Every connected undirected graph has a spanning tree. For example, we can generate one by doing DFS and keeping the “tree edges”.
But let’s consider:
- A connected, undirected graphs with weighted edges
- For example, a road network connecting cities, where the weights are the road segment length in miles
- We have a spanning tree, because we’re a connected, undirected graph.
- And with the weights, there must be some spanning tree with a minimum weight.
Why find a minimum spanning tree? Maybe we want to run a rail network next to the road network and connect all cities but run the minimum amount of rail.
How do we find a MST?
First, if we want a unique MST we need to start with unique edge weights. One way to do that: if we have E edges and integer weights then we can number the weights with unique numbers i = 0..(E-1) and then add i/E to the weight of each edge i.
Generic MST algorithm #
- Maintain an acyclic subgraph F of the input graph G, the “intermediate spanning forest”.

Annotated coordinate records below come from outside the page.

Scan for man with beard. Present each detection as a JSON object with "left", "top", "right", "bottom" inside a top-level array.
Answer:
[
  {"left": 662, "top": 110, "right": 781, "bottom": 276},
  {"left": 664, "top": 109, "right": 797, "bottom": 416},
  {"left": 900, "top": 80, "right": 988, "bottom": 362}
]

- Initially, F contains every vertex but no edges. (Each vertex is a one vertex tree). All those vertices must appear in the MST.
- We connect trees by adding edges.
- When the algorithm halts, we’ve added enough edges to F that it’s the MST.
- We don’t want to add any edges that won’t be in the final MST.
We want to pay attention two kinds of edges:
- An edge that connects two vertices that are already in a (connected) component of F is useless.
- An edge with exactly one endpoint in a component of F is safe if it’s the minimum weight edge with that property.
- Edges that are neither safe nor useless are undecided.
Lemma (Prim): The minimum spanning tree of G contains every safe edge #
-
We’re dealing with an undirected connected graph with unique weights.
-
Let S be an arbitrary subset of the vertices of G.
-
Let e be the lightest edge with exactly one endpoint in S.
-
Let T be an arbitrary spanning tree that does not contain e.
-
To prove: T is not the MST of G.
-
Because T is connected, it contains a path from one end of e to the other.
-
Because the path starts at a vertex in S and ends at a vertex not in S (by def of e), it must contain at least one edge with exactly one endpoint in S; let e' be any such edge.
-
We can swap e for e’, e had the minimum weight and weights are unique, so this reduces the weight. So e’ wasn’t in the MST, so T wasn’t the MST.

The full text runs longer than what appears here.